The bridge is constructed of stone blocks, some weighing as much as a 6 tons, which were placed without mortar. According to the Green Guide, "The stone was lifted into position by block and tackle, with goats [the machine not the animal] as auxiliaries, and a winch controlled by a human-powered treadmill."

Finding and transporting high-quality water to Nemausus was not easy. The nearest source was a spring located near Ucetia (present-day Uzes). The direct route, a distance of 20 kilometers, is a difficult terrain of rolling hills and deep gorges.
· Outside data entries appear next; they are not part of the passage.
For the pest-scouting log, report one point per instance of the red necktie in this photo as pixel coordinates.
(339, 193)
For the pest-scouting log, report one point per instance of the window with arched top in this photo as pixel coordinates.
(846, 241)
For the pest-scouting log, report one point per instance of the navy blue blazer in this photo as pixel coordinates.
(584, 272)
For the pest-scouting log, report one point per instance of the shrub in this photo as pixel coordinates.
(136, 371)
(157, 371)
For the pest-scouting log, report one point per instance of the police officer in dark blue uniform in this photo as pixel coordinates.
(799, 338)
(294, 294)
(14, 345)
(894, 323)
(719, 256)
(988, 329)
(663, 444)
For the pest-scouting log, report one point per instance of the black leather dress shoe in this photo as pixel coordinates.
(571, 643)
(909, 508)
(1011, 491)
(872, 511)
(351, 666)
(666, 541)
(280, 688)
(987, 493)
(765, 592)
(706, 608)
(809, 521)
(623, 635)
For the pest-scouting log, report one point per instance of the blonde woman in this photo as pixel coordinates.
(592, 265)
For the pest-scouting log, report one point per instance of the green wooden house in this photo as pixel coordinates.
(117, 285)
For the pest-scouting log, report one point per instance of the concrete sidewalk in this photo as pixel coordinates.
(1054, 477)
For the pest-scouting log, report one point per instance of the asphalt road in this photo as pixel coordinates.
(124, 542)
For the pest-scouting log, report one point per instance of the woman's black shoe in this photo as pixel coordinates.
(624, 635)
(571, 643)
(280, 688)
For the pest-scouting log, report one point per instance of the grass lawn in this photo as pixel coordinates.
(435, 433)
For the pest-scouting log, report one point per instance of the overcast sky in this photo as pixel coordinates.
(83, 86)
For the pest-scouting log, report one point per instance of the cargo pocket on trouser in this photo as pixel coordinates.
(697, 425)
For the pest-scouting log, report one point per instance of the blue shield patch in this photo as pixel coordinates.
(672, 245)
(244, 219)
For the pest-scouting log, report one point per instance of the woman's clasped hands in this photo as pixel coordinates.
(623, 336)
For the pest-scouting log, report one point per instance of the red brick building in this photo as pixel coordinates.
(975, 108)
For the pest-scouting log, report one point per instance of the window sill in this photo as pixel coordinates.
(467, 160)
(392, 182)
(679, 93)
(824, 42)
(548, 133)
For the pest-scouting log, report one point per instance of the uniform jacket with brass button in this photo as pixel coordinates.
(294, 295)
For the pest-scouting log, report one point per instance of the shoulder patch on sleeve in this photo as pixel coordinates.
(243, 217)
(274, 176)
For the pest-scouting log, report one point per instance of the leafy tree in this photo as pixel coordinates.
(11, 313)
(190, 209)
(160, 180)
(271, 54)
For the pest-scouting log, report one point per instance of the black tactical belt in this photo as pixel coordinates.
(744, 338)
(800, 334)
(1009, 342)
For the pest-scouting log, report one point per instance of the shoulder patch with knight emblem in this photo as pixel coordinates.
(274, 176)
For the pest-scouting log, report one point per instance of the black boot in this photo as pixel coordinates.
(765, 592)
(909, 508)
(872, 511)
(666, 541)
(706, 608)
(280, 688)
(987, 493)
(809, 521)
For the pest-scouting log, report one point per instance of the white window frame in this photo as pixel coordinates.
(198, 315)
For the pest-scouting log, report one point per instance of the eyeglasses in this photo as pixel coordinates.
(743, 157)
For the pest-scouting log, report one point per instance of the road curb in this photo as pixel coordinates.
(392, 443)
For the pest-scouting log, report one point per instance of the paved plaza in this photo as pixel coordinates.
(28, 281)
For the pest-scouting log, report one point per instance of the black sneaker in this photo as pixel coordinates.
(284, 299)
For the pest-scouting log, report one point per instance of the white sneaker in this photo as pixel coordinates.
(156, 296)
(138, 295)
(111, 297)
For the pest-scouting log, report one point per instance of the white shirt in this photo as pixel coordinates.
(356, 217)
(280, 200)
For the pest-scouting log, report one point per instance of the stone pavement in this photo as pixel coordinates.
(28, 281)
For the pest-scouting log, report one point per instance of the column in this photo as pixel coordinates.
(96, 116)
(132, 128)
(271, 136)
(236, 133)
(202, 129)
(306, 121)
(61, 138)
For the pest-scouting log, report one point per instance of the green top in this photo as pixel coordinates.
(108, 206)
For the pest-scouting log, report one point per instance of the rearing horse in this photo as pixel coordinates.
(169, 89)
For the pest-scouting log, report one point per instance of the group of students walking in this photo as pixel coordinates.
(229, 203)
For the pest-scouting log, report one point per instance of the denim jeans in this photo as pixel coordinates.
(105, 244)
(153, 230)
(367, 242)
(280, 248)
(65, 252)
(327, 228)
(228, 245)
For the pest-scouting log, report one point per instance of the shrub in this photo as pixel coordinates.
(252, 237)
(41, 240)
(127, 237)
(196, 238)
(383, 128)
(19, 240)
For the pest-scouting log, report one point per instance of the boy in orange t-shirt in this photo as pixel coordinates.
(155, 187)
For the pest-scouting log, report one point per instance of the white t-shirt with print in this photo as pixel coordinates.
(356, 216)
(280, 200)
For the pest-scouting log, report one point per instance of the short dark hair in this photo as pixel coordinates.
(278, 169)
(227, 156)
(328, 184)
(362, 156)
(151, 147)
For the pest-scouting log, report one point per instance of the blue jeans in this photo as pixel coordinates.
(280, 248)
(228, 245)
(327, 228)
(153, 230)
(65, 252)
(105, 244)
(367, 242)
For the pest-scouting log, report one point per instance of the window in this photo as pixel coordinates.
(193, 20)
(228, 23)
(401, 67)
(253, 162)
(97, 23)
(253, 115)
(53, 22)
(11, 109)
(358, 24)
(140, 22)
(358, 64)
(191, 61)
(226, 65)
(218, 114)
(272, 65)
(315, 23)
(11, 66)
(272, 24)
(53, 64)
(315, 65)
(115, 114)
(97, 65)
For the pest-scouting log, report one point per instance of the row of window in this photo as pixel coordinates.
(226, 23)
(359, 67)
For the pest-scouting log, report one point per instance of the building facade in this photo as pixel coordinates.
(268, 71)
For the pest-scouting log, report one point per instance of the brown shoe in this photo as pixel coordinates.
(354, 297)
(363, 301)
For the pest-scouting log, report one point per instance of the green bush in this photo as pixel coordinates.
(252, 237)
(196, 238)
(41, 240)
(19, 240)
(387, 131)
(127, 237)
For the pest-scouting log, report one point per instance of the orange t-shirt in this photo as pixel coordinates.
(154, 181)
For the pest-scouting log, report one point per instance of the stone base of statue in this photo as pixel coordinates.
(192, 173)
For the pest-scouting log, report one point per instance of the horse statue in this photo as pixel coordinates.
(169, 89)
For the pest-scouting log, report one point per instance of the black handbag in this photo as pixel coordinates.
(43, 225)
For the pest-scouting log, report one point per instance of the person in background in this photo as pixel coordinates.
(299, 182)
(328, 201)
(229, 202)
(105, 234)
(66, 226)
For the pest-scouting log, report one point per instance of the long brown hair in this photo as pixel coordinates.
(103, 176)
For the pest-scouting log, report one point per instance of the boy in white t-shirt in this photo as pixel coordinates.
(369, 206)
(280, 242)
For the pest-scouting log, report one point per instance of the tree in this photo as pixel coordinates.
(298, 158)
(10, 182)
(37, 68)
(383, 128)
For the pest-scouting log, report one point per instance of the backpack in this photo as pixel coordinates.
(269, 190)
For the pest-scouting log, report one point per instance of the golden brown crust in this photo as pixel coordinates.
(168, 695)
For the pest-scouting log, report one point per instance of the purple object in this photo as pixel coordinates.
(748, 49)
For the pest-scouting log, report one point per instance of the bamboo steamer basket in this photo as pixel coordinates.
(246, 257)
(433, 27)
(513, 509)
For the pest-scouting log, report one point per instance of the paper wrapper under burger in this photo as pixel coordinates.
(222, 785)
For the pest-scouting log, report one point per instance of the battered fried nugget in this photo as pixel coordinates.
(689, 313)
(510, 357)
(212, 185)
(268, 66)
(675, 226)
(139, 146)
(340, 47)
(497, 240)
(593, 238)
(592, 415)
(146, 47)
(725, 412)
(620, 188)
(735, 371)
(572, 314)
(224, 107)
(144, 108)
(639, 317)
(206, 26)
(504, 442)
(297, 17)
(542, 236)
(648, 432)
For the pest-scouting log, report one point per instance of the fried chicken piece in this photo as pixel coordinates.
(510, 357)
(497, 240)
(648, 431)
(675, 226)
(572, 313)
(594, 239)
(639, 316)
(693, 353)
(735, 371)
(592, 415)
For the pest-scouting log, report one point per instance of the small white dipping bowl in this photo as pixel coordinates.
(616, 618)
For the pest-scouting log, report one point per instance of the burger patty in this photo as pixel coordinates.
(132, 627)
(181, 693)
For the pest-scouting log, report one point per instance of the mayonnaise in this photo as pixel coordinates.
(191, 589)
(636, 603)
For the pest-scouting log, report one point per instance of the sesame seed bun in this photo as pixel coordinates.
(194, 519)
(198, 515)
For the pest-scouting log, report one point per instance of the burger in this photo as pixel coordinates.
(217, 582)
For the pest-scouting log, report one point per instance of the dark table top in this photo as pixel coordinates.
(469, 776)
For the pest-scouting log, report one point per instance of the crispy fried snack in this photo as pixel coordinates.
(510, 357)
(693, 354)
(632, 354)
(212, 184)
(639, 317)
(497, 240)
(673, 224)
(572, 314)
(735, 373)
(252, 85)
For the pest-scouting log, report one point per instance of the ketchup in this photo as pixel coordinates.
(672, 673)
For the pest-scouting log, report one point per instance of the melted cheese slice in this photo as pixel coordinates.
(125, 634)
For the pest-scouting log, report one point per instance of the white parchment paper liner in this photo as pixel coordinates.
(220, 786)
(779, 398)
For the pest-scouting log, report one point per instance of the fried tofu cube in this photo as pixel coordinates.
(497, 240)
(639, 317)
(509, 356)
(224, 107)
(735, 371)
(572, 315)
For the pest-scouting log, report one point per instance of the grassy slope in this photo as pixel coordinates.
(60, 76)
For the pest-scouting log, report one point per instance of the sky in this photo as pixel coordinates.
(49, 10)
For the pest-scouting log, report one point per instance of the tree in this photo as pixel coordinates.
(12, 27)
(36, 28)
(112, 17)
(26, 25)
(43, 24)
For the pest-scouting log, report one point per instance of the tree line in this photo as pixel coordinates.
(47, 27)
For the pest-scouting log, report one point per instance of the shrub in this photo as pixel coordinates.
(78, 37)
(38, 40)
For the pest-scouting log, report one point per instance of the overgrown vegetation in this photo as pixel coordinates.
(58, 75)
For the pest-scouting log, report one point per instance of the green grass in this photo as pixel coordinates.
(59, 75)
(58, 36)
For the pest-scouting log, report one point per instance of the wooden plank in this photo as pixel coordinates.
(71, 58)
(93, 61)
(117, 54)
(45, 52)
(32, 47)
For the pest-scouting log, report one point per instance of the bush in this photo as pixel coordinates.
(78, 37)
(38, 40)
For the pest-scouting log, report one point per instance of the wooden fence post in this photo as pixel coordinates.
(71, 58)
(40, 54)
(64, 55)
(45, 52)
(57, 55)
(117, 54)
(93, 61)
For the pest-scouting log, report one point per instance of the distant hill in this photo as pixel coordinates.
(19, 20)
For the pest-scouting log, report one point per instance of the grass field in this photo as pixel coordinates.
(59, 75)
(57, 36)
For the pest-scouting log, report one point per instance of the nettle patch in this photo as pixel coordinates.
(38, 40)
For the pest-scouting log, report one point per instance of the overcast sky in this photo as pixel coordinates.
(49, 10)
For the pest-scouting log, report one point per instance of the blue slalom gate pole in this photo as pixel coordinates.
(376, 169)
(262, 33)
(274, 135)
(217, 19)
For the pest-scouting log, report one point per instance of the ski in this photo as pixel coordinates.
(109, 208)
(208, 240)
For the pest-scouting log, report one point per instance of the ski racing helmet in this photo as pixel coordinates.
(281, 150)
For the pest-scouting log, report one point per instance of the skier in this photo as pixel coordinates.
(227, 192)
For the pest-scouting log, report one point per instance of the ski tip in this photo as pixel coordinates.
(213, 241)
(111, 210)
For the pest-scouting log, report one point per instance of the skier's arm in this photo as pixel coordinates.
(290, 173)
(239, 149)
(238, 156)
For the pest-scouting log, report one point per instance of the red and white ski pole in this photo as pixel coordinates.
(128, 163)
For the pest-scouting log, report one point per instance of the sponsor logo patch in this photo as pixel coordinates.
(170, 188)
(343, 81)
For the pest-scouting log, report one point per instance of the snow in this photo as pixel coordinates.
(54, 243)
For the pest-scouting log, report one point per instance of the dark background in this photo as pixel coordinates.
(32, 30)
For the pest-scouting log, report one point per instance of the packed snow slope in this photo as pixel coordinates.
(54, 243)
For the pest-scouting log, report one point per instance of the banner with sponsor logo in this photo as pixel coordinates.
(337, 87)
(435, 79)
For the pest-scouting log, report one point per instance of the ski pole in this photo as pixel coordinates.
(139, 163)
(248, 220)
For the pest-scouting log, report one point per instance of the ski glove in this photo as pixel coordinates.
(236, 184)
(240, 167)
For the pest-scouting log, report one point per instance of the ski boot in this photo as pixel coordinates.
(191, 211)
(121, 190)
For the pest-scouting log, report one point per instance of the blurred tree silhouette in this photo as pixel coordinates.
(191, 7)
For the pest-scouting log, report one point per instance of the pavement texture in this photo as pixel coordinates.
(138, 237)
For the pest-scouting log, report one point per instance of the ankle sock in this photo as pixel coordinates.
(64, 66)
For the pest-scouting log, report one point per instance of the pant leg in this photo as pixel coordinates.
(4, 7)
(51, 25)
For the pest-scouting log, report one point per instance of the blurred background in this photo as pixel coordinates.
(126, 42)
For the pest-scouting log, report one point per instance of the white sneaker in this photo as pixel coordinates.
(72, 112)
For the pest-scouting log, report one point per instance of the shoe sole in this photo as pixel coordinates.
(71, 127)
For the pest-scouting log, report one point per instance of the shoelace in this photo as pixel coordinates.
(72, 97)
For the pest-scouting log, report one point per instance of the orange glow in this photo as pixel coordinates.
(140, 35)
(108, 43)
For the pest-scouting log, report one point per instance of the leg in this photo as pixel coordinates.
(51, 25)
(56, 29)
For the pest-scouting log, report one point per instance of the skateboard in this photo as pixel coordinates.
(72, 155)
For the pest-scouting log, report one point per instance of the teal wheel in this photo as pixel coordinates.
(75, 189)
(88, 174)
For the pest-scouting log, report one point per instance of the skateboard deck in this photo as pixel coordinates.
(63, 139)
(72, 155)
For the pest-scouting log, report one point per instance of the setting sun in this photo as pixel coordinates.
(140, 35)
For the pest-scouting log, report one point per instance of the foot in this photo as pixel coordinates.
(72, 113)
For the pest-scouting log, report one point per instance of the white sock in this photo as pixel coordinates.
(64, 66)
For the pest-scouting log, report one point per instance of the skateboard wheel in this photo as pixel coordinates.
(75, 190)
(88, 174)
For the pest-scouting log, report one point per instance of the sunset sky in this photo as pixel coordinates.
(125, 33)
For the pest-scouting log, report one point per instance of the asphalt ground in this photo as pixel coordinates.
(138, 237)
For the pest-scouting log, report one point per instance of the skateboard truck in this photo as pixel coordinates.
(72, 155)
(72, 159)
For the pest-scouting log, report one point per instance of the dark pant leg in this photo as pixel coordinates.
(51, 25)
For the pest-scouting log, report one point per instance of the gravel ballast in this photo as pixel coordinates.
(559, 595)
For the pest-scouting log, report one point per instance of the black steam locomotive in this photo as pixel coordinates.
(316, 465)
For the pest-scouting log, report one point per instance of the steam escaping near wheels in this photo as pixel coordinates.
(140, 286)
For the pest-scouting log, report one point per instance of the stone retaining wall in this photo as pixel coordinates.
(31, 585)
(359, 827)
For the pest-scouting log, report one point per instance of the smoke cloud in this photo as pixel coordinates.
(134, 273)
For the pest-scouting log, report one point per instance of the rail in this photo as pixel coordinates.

It would have required an impossibly-long, eight-kilometer tunnel. (Many centuries would pass before tunnels of that length could be constructed.) A detour to the west was out of the question, again because of hills. The only reasonable water course was a U-shaped detour to the east, a route which avoided many of the obstacles and allowed the aqueduct to be constructed on grade (see Illustration 1).

Illustration 1. Route of the aqueduct (red) began at the springs near present-day Uzes. From there it followed a 50-kilometer path to present-day Nimes (drawing from Scientific American).


Click on the image for a larger version.

One of the toughest problems was the relatively low elevation of the springs at Ucetia: a mere 17 meters above the entry to Nemausus. While designing tunnels and bridges to contend with forbidding obstacles, the designer--whose tools included only primitive levels, abaci, wax tablets, and the human brain--would also have to find a way to maintain a slight slope of no more than 0.34 meters per kilometer in the channel. Such a gradient is imperceptible to the human eye; a small error would have spelled disaster.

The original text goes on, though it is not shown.